Three months had passed since that awful Christmas Day. Angela was
heart-broken, and, after the first burst of her despair, turned
herself to the only consolation which was left her. It was not of this
world.

She did not question the truth of the dreadful news that Lady Bellamy
had brought her, and, if ever a doubt did arise in her breast, a
glance at the ring and the letter effectually quelled it. Nor did she
get brain-fever or any other illness; her young and healthy frame was
too strong a citadel to be taken out of hand by sorrow. And this to
her was one of the most wonderful things in her affliction. It had
come and crushed her, and life still went on much as before. The sun
of her system had fallen, and yet the system was not appreciably
deranged. It was dreadful to her to think that Arthur was dead, but an
added sting lay in the fact that she was not dead too. Oh! how glad
she would have been to die, since death had become the gate through
which she needs must pass to reach her lover's side.
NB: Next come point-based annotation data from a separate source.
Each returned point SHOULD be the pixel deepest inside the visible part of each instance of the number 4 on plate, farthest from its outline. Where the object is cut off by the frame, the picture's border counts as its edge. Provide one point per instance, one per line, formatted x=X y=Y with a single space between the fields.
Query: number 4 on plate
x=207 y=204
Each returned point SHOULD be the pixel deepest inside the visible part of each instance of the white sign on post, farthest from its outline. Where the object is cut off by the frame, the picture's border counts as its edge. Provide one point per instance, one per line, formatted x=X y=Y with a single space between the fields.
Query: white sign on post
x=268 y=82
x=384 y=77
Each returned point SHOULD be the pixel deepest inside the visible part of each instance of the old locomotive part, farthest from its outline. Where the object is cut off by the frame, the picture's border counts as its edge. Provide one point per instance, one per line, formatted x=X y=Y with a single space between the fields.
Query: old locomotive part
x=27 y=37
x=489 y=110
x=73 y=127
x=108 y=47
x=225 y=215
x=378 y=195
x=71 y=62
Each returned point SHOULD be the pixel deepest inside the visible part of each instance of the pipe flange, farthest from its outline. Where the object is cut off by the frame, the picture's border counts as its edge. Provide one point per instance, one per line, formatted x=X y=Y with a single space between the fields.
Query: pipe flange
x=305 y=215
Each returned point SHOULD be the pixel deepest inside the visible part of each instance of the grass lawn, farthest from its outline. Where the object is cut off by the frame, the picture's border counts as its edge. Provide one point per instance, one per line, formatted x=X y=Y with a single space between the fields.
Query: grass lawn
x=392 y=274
For it had been given to Angela, living so much alone, and thinking so
long and deeply upon these great mysteries of our being, to soar to
the heights of a noble faith. To the intense purity of her mind, a
living heaven presented itself, a comfortable place, very different
from the vague and formularised abstractions with which we are for the
most part satisfied; where Arthur and her mother were waiting to greet
her, and where the great light of the Godhead would shine around them
all. She grew to hate her life, the dull barrier of the flesh that
stood between her and her ends. Still she ate and drank enough to
support it, still dressed with the same perfect neatness as before,
still lived, in short, as though Arthur had not died, and the light
and colour had not gone out of her world.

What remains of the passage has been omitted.